Searching file content with Umbraco Search

Umbraco lets you search PDF files using the UmbracoExamine.PDF package.

I figured it would be a fun project to build something similar for Umbraco Search. So that’s exactly what I did 🤓

…but with a twist

The UmbracoExamine.PDF package has its way of doing things. I wanted mine to do things a little differently.

Firstly, the file content should be indexed as part of the default media index, rather than into a dedicated index. This makes the file content immediately searchable from the backoffice, which might just help the editors find media items.

Secondly, the implementation should not be limited to PDF files. It should both support multiple file formats out of the box, and be fully extensible for others to add additional file formats.

No added dependencies 🚫

I also did not want to introduce additional dependencies, which rather limited the options out-of-the-box supported file formats. But okay, with an extension model, people can always roll their own 👍

In the end I settled on supporting:

PDF, powered by PdfPig (same as the UmbracoExamine.PDF package would bring in).
Markdown, powered by Markdig (already a dependency of Umbraco CMS).
Text, because it brings no extra dependency - and because it’s easy 😄

A brand-new NuGet package

The result? A NuGet package you can install and play around with 🚀

Of course, the package is free and open source. You’ll find the whole thing in the package repo on GitHub.

Adding your own file formats

As I mentioned, the package is fully extendable, so you can plug in your own handling for other file formats.

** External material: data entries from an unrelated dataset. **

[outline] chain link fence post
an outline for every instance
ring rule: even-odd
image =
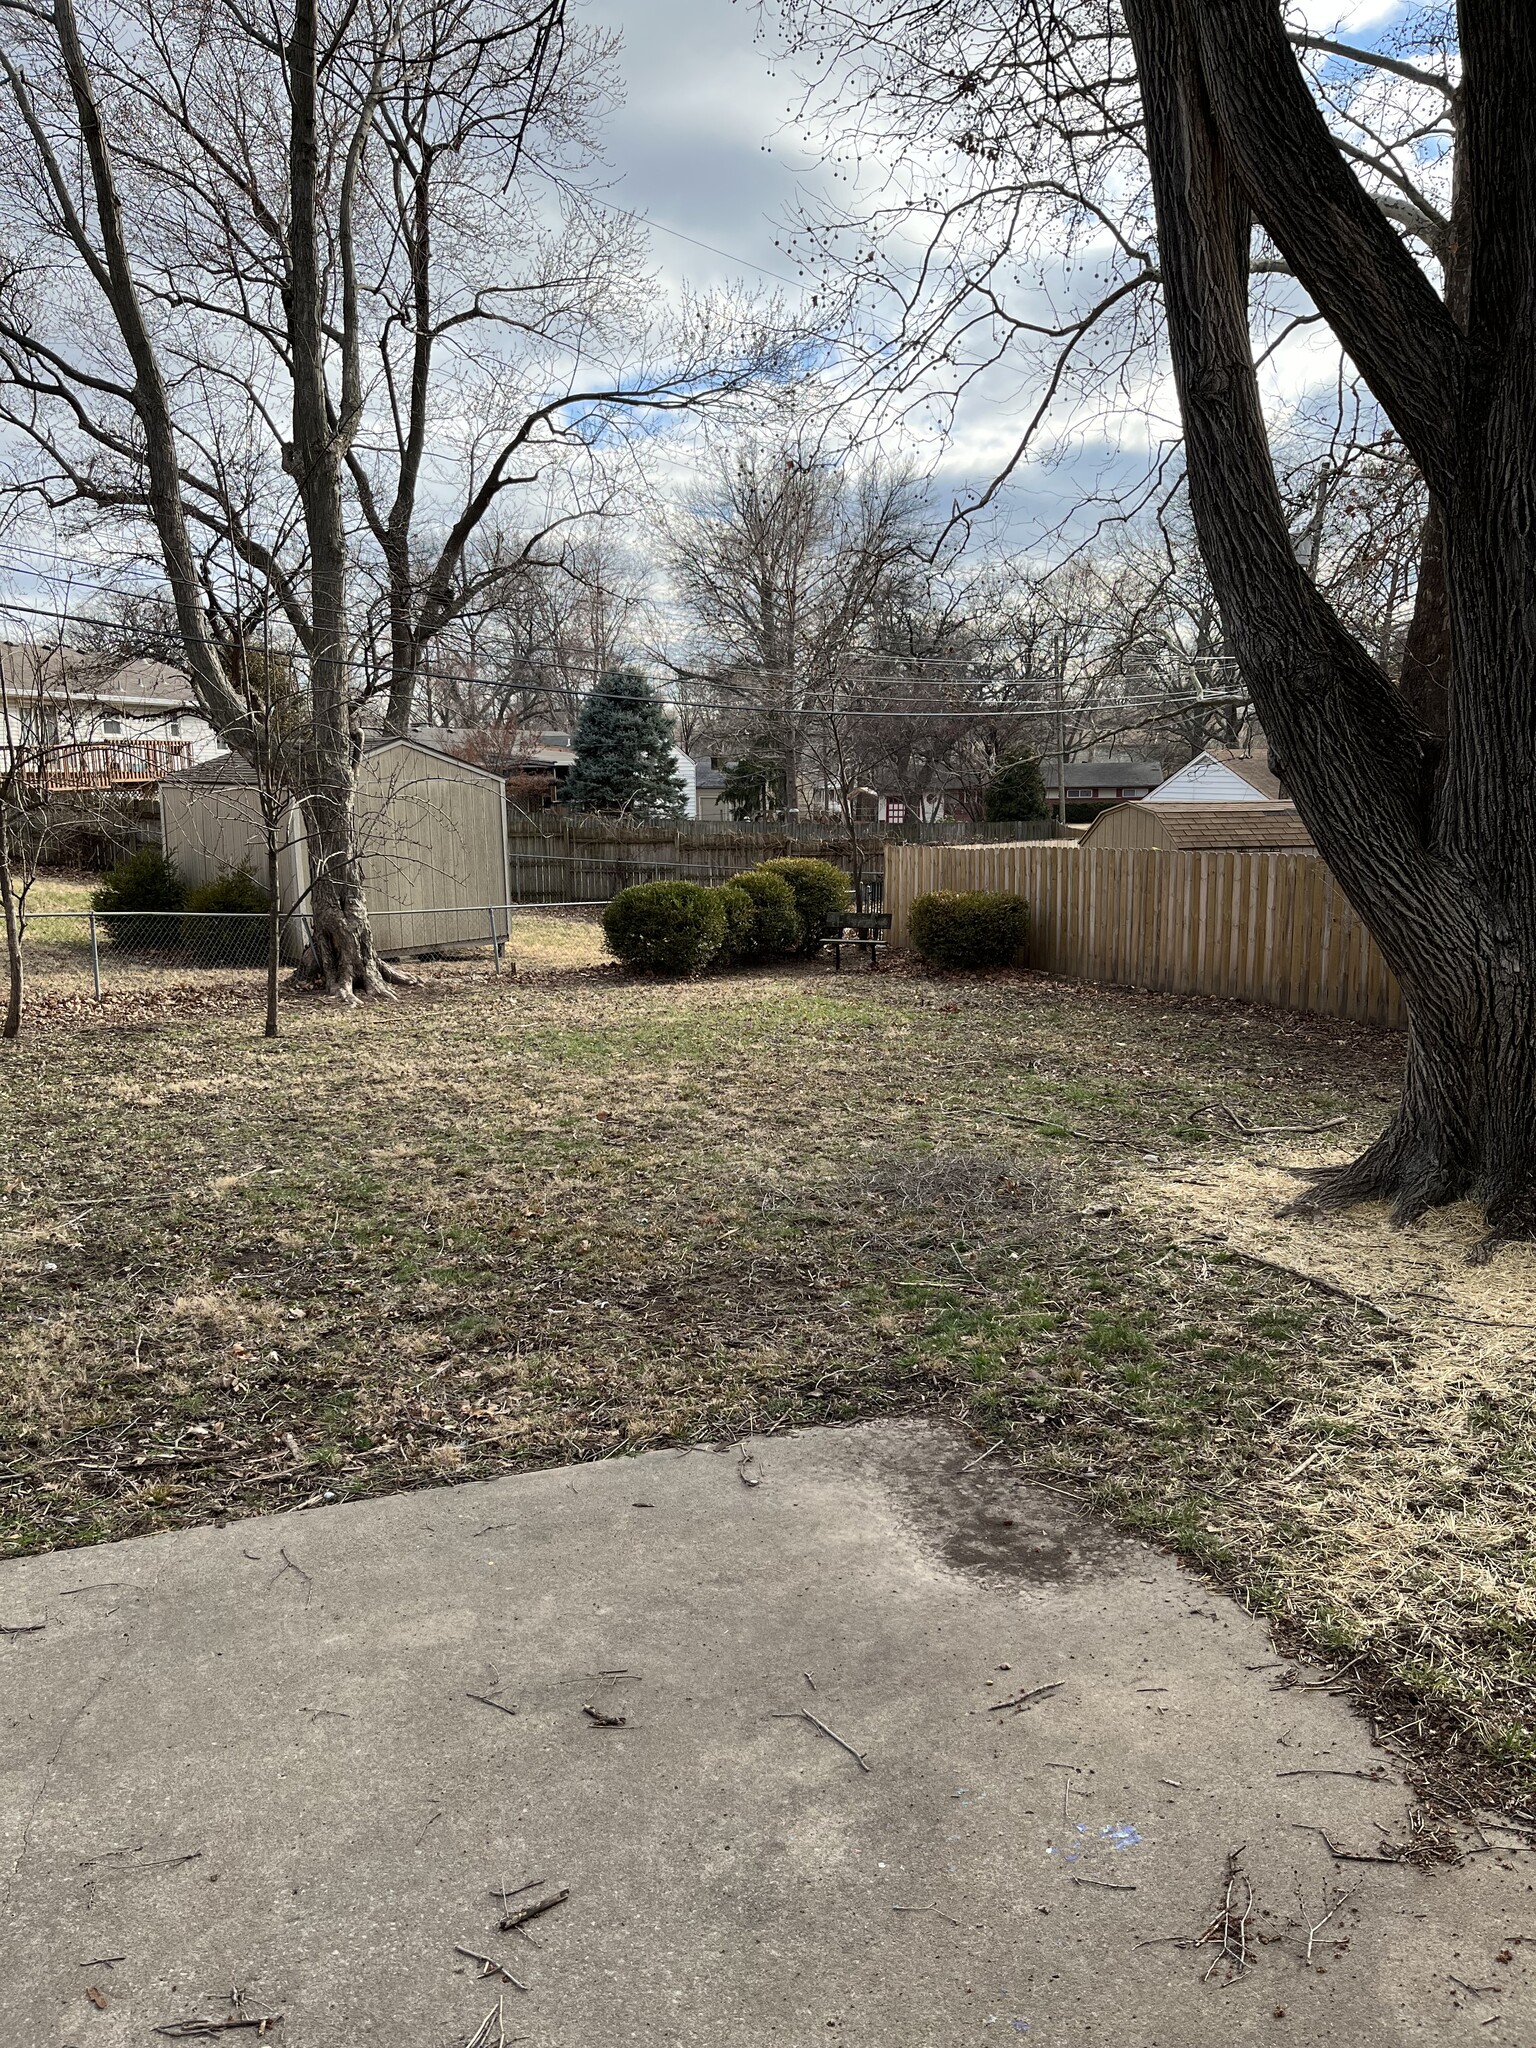
[[[96,942],[96,913],[88,913],[91,920],[91,982],[96,990],[96,1000],[101,1001],[101,948]]]

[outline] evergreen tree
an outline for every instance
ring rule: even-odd
[[[1000,762],[987,784],[987,823],[1000,825],[1014,818],[1046,816],[1045,782],[1040,763],[1032,754],[1015,754]]]
[[[681,818],[685,785],[661,699],[635,668],[611,668],[581,707],[566,801],[583,811]]]
[[[720,792],[733,818],[766,818],[784,808],[784,769],[766,749],[743,754]]]

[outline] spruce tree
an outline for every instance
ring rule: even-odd
[[[583,811],[681,818],[682,778],[661,699],[635,668],[611,668],[581,707],[566,801]]]
[[[986,814],[989,825],[1047,815],[1045,781],[1032,755],[1014,754],[999,764],[987,784]]]

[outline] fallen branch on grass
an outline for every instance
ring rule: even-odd
[[[1347,1116],[1330,1116],[1320,1124],[1245,1124],[1235,1109],[1226,1103],[1213,1103],[1222,1115],[1230,1117],[1245,1138],[1309,1138],[1318,1131],[1336,1131],[1340,1124],[1347,1124]]]
[[[1180,1238],[1178,1247],[1181,1252],[1219,1249],[1229,1258],[1243,1260],[1246,1265],[1262,1266],[1267,1273],[1280,1273],[1287,1280],[1299,1280],[1304,1287],[1315,1288],[1319,1294],[1331,1294],[1336,1301],[1347,1301],[1353,1308],[1363,1308],[1369,1314],[1379,1317],[1392,1329],[1400,1330],[1405,1327],[1395,1316],[1389,1315],[1384,1308],[1378,1308],[1376,1303],[1365,1295],[1356,1294],[1351,1287],[1341,1287],[1336,1280],[1325,1280],[1321,1274],[1305,1272],[1300,1266],[1288,1266],[1283,1259],[1267,1259],[1262,1252],[1244,1251],[1241,1245],[1232,1244],[1224,1237],[1211,1237],[1203,1241],[1197,1237]]]

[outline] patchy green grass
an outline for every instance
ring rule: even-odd
[[[516,984],[292,1001],[271,1044],[236,1008],[6,1049],[0,1548],[937,1411],[1528,1761],[1529,1403],[1476,1406],[1437,1484],[1477,1515],[1418,1523],[1474,1592],[1416,1608],[1320,1509],[1399,1336],[1119,1199],[1251,1154],[1224,1106],[1363,1137],[1393,1042],[1017,977],[648,985],[540,933]]]

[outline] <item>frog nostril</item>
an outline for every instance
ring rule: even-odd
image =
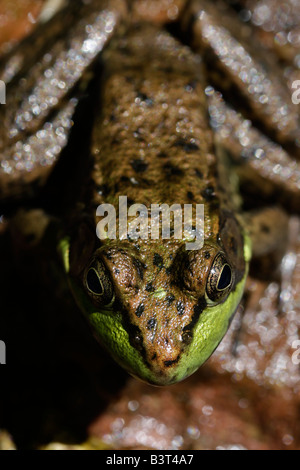
[[[141,334],[136,333],[132,338],[131,338],[131,344],[132,346],[139,351],[140,353],[144,352],[144,347],[143,347],[143,337]]]
[[[190,344],[193,339],[193,334],[190,330],[184,330],[182,333],[182,342],[184,344]]]

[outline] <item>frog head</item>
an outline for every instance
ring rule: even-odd
[[[112,240],[72,275],[73,294],[99,342],[131,375],[154,385],[195,372],[225,335],[243,294],[247,237],[207,239],[200,250],[178,240]]]

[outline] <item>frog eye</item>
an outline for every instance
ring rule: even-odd
[[[99,259],[93,260],[85,270],[83,283],[85,290],[97,305],[112,305],[114,290],[106,267]]]
[[[233,273],[223,253],[219,253],[212,264],[207,283],[206,293],[212,302],[225,300],[233,283]]]

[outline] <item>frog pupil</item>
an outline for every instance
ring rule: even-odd
[[[86,282],[90,291],[94,294],[103,294],[103,287],[94,269],[90,269],[86,276]]]
[[[221,276],[219,277],[217,289],[224,290],[226,289],[231,283],[231,269],[228,264],[225,264]]]

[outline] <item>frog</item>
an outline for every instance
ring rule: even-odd
[[[243,213],[239,180],[297,211],[299,112],[275,53],[262,60],[248,44],[257,31],[244,32],[227,2],[167,2],[163,19],[155,4],[70,2],[5,57],[0,191],[19,200],[47,184],[92,89],[82,178],[57,246],[96,339],[131,375],[165,386],[206,362],[250,262],[284,246],[285,212]],[[203,246],[187,250],[174,230],[100,239],[97,209],[114,207],[119,222],[124,196],[203,205]]]

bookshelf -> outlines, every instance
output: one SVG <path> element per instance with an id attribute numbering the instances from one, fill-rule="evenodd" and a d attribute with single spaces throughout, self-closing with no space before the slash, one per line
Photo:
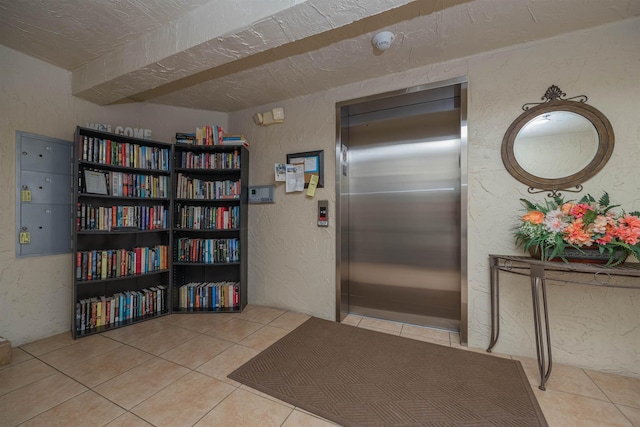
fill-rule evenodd
<path id="1" fill-rule="evenodd" d="M 247 304 L 249 151 L 176 140 L 172 312 L 240 312 Z"/>
<path id="2" fill-rule="evenodd" d="M 73 336 L 170 312 L 172 145 L 78 127 Z"/>

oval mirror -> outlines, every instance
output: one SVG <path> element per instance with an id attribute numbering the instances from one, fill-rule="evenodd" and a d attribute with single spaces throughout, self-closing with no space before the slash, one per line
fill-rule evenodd
<path id="1" fill-rule="evenodd" d="M 609 120 L 584 102 L 553 100 L 527 109 L 502 141 L 502 161 L 518 181 L 557 191 L 592 178 L 613 152 Z"/>
<path id="2" fill-rule="evenodd" d="M 597 152 L 596 128 L 584 116 L 568 111 L 534 117 L 522 127 L 513 143 L 514 157 L 525 172 L 547 179 L 580 172 Z"/>

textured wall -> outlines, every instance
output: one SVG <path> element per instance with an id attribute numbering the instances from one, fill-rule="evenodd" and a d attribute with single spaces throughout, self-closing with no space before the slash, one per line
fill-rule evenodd
<path id="1" fill-rule="evenodd" d="M 335 103 L 453 77 L 469 79 L 469 343 L 488 344 L 489 253 L 518 253 L 511 225 L 526 188 L 500 159 L 502 136 L 525 102 L 552 84 L 586 94 L 611 121 L 616 147 L 609 164 L 585 183 L 607 190 L 627 210 L 640 210 L 640 20 L 441 63 L 279 103 L 283 125 L 260 128 L 255 112 L 234 113 L 229 129 L 251 143 L 251 184 L 273 182 L 273 164 L 290 152 L 325 151 L 331 226 L 315 226 L 316 201 L 276 190 L 276 204 L 250 207 L 249 302 L 332 319 L 335 313 Z M 71 258 L 15 258 L 15 131 L 70 139 L 77 124 L 106 122 L 153 129 L 169 140 L 176 130 L 223 123 L 216 113 L 160 106 L 97 107 L 73 98 L 70 75 L 0 46 L 0 335 L 22 344 L 69 329 Z M 533 356 L 530 293 L 504 276 L 501 339 L 496 351 Z M 556 361 L 640 376 L 640 292 L 552 285 L 549 290 Z"/>
<path id="2" fill-rule="evenodd" d="M 323 149 L 331 226 L 315 225 L 316 201 L 285 194 L 274 205 L 250 207 L 249 301 L 335 316 L 335 103 L 414 85 L 468 76 L 469 80 L 469 345 L 489 341 L 488 254 L 519 254 L 512 227 L 524 185 L 506 172 L 500 146 L 522 104 L 556 84 L 569 96 L 586 94 L 611 121 L 616 147 L 609 164 L 585 183 L 627 210 L 640 209 L 640 20 L 582 31 L 441 63 L 312 96 L 234 113 L 230 124 L 251 142 L 251 184 L 273 183 L 273 164 L 286 154 Z M 285 123 L 261 128 L 251 116 L 285 108 Z M 526 280 L 502 280 L 501 338 L 495 351 L 533 357 L 531 297 Z M 640 376 L 640 291 L 551 285 L 550 316 L 556 361 Z"/>
<path id="3" fill-rule="evenodd" d="M 71 255 L 15 256 L 17 130 L 73 140 L 87 122 L 152 130 L 170 142 L 176 131 L 227 124 L 227 115 L 160 105 L 98 107 L 71 96 L 71 75 L 0 46 L 0 336 L 13 345 L 70 330 Z"/>

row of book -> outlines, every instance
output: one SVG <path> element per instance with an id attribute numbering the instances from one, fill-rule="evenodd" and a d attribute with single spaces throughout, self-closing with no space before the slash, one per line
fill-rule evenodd
<path id="1" fill-rule="evenodd" d="M 239 199 L 240 180 L 205 181 L 178 174 L 176 197 L 179 199 Z"/>
<path id="2" fill-rule="evenodd" d="M 240 242 L 238 239 L 183 237 L 178 239 L 176 251 L 178 262 L 216 264 L 240 261 Z"/>
<path id="3" fill-rule="evenodd" d="M 76 303 L 76 333 L 92 332 L 102 326 L 156 316 L 167 311 L 166 287 L 151 286 L 139 291 L 118 292 L 113 296 L 84 298 Z"/>
<path id="4" fill-rule="evenodd" d="M 176 132 L 176 144 L 222 145 L 224 130 L 218 125 L 196 128 L 194 133 Z"/>
<path id="5" fill-rule="evenodd" d="M 178 203 L 176 224 L 191 230 L 240 228 L 240 206 L 188 206 Z"/>
<path id="6" fill-rule="evenodd" d="M 240 169 L 240 152 L 181 154 L 180 167 L 192 169 Z"/>
<path id="7" fill-rule="evenodd" d="M 78 251 L 76 279 L 81 281 L 105 280 L 116 277 L 146 274 L 169 268 L 169 247 L 138 247 Z"/>
<path id="8" fill-rule="evenodd" d="M 193 282 L 178 289 L 179 308 L 182 310 L 215 310 L 240 307 L 240 283 Z"/>
<path id="9" fill-rule="evenodd" d="M 162 230 L 169 226 L 168 209 L 157 206 L 93 206 L 78 203 L 76 227 L 78 231 L 134 228 Z"/>
<path id="10" fill-rule="evenodd" d="M 84 169 L 80 172 L 80 191 L 116 197 L 167 198 L 169 176 Z"/>
<path id="11" fill-rule="evenodd" d="M 85 135 L 78 149 L 80 160 L 85 162 L 138 169 L 164 171 L 170 169 L 168 148 L 117 142 Z"/>

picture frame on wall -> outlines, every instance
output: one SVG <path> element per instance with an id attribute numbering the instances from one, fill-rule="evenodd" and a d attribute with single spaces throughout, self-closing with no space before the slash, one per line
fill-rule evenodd
<path id="1" fill-rule="evenodd" d="M 318 187 L 324 187 L 324 150 L 287 154 L 287 164 L 304 163 L 304 187 L 309 186 L 311 176 L 318 176 Z"/>

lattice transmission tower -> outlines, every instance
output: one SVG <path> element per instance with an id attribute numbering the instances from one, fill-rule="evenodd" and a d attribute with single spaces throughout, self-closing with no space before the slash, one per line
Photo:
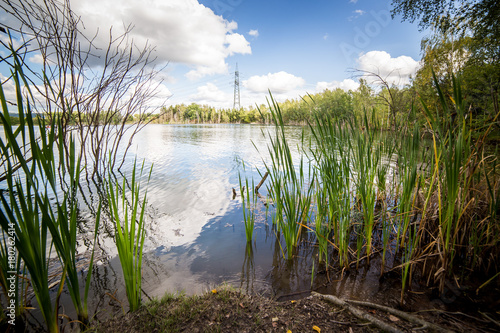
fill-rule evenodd
<path id="1" fill-rule="evenodd" d="M 236 63 L 236 70 L 234 71 L 234 102 L 233 109 L 241 108 L 240 104 L 240 72 L 238 71 L 238 63 Z"/>

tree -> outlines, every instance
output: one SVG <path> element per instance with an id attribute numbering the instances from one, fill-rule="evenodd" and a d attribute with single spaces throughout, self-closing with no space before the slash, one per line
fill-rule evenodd
<path id="1" fill-rule="evenodd" d="M 432 35 L 422 42 L 423 67 L 415 80 L 419 92 L 433 95 L 432 71 L 452 95 L 452 74 L 461 77 L 470 110 L 495 119 L 500 111 L 500 2 L 497 0 L 393 0 L 392 15 L 418 21 Z M 432 98 L 426 98 L 432 105 Z M 436 104 L 437 101 L 435 101 Z"/>
<path id="2" fill-rule="evenodd" d="M 397 130 L 399 128 L 399 116 L 406 115 L 407 117 L 409 117 L 411 113 L 413 94 L 406 88 L 401 88 L 394 83 L 390 83 L 389 77 L 392 73 L 389 73 L 387 76 L 383 76 L 378 72 L 372 72 L 368 70 L 358 69 L 356 70 L 356 72 L 358 72 L 358 75 L 363 76 L 365 79 L 369 79 L 372 84 L 381 88 L 381 91 L 378 93 L 377 98 L 388 109 L 387 118 L 389 119 L 391 129 Z M 366 87 L 363 86 L 365 84 L 366 81 L 363 81 L 360 89 L 366 89 Z M 405 114 L 405 112 L 407 113 Z"/>
<path id="3" fill-rule="evenodd" d="M 362 117 L 364 110 L 369 111 L 376 106 L 375 92 L 363 78 L 359 79 L 359 87 L 355 91 L 352 91 L 351 95 L 355 117 Z"/>
<path id="4" fill-rule="evenodd" d="M 323 115 L 334 116 L 337 119 L 348 119 L 354 114 L 352 96 L 344 90 L 326 89 L 315 98 L 319 112 Z"/>
<path id="5" fill-rule="evenodd" d="M 120 36 L 110 30 L 107 47 L 99 48 L 97 33 L 90 38 L 82 33 L 83 22 L 67 0 L 6 0 L 0 9 L 7 14 L 4 25 L 18 40 L 14 44 L 21 45 L 16 51 L 40 97 L 37 110 L 49 119 L 62 117 L 66 140 L 76 134 L 87 176 L 104 174 L 108 165 L 115 167 L 124 149 L 120 167 L 133 136 L 149 121 L 149 104 L 161 84 L 156 79 L 154 48 L 135 45 L 129 38 L 130 26 Z M 25 61 L 33 55 L 40 56 L 41 71 Z M 126 126 L 134 114 L 137 122 Z M 128 131 L 129 141 L 122 143 Z"/>
<path id="6" fill-rule="evenodd" d="M 500 2 L 497 0 L 393 0 L 392 17 L 419 21 L 421 29 L 455 29 L 459 35 L 473 37 L 476 56 L 500 60 Z"/>
<path id="7" fill-rule="evenodd" d="M 200 118 L 200 106 L 196 103 L 191 103 L 186 110 L 184 110 L 184 119 L 189 119 L 189 120 L 197 120 L 199 121 Z"/>

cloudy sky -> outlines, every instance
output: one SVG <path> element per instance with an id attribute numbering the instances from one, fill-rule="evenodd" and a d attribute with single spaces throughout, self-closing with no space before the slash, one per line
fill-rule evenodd
<path id="1" fill-rule="evenodd" d="M 404 84 L 423 34 L 390 17 L 387 0 L 72 0 L 89 35 L 134 27 L 156 47 L 169 104 L 232 107 L 234 72 L 242 106 L 324 89 L 356 89 L 353 69 Z M 108 36 L 101 34 L 102 41 Z M 98 39 L 99 41 L 99 39 Z M 36 59 L 34 58 L 33 61 Z M 0 68 L 0 71 L 2 69 Z"/>

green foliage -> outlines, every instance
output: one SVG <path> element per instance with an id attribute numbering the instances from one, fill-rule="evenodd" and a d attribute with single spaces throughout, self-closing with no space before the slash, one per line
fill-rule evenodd
<path id="1" fill-rule="evenodd" d="M 401 127 L 395 139 L 379 132 L 375 111 L 364 113 L 362 122 L 325 117 L 313 101 L 311 140 L 303 140 L 298 159 L 271 97 L 276 125 L 268 145 L 268 193 L 287 259 L 305 228 L 316 235 L 320 261 L 348 268 L 381 253 L 384 272 L 386 256 L 393 257 L 392 269 L 402 272 L 401 297 L 416 271 L 441 292 L 450 278 L 498 274 L 498 265 L 485 263 L 500 248 L 498 156 L 485 146 L 493 123 L 474 139 L 460 79 L 452 76 L 451 98 L 436 75 L 434 83 L 440 111 L 421 100 L 432 136 L 426 148 L 419 123 Z M 409 114 L 415 113 L 413 107 Z"/>
<path id="2" fill-rule="evenodd" d="M 199 120 L 200 118 L 200 106 L 198 104 L 190 104 L 183 114 L 184 119 L 187 120 Z"/>
<path id="3" fill-rule="evenodd" d="M 144 212 L 147 204 L 147 192 L 144 193 L 141 201 L 140 181 L 137 179 L 143 174 L 144 162 L 139 174 L 137 174 L 136 167 L 137 163 L 134 162 L 128 187 L 126 177 L 123 177 L 123 183 L 120 187 L 118 182 L 111 181 L 114 177 L 110 174 L 107 188 L 110 217 L 115 225 L 115 242 L 122 266 L 130 311 L 136 311 L 141 305 L 142 252 L 146 236 Z M 149 171 L 148 181 L 151 172 L 152 167 Z M 129 194 L 127 194 L 127 188 Z"/>
<path id="4" fill-rule="evenodd" d="M 432 28 L 422 40 L 423 66 L 414 87 L 425 104 L 444 114 L 436 98 L 432 72 L 446 97 L 453 97 L 453 74 L 460 75 L 463 100 L 475 115 L 476 128 L 498 113 L 500 96 L 500 3 L 494 0 L 394 0 L 393 15 Z"/>
<path id="5" fill-rule="evenodd" d="M 274 133 L 269 135 L 271 143 L 268 152 L 271 163 L 264 162 L 269 173 L 268 191 L 271 200 L 276 204 L 273 224 L 283 234 L 287 259 L 292 259 L 303 225 L 309 220 L 314 175 L 311 166 L 308 170 L 305 169 L 303 155 L 298 162 L 299 167 L 296 168 L 285 135 L 283 115 L 272 96 L 270 110 L 275 126 Z"/>
<path id="6" fill-rule="evenodd" d="M 403 89 L 406 91 L 407 89 Z M 342 89 L 328 90 L 307 95 L 303 98 L 289 99 L 278 103 L 284 124 L 306 125 L 314 122 L 315 115 L 334 117 L 347 120 L 353 117 L 362 118 L 363 110 L 376 109 L 376 116 L 384 118 L 385 109 L 377 102 L 377 94 L 361 80 L 361 86 L 356 91 Z M 208 105 L 184 104 L 164 107 L 153 122 L 155 123 L 261 123 L 269 124 L 273 121 L 272 108 L 261 105 L 258 109 L 241 108 L 218 109 Z"/>
<path id="7" fill-rule="evenodd" d="M 438 26 L 442 31 L 470 33 L 482 42 L 480 49 L 498 56 L 500 4 L 496 0 L 393 0 L 392 6 L 393 17 L 400 14 L 404 21 L 417 20 L 423 29 Z"/>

Here’s an example of implementing .docx support using the DocSharp.DocX:

using DocSharp.Docx;
using Kjac.SearchExtension.MediaToText.FileIndexing;

namespace My.Site.FileValueHandlers;

public class DocxFileValueHandler : IFileValueHandler
{
    public bool CanHandle(string extension)
        => extension.InvariantEquals(".docx");

    public Task<string> GetFileContentsAsync(Stream stream)
    {
        var converter = new DocxToTxtConverter();
        var text = converter.ConvertToString(stream);
        return Task.FromResult(text);
    }
}

The implementation must be registered with a composer:

using Kjac.SearchExtension.MediaToText.FileIndexing;
using My.Site.FileValueHandlers;
using Umbraco.Cms.Core.Composing;

namespace My.Site.DependencyInjection;

public class DocxFileValueHandlerComposer : IComposer
{
    public void Compose(IUmbracoBuilder builder)
        => builder.Services.AddSingleton<IFileValueHandler, DocxFileValueHandler>();
}

And just like that, .docx can now be searched, alongside the built-in file formats:

Files! Files! Files?

Do we really need file content search anymore? Sure, it’s kinda nice for the backoffice search, but… is it worth the overhead?

Perhaps not. But we can 😝

If nothing else, this was a fun experiment, and a re-validation of the Umbraco Search extension model.

Happy file searching 💜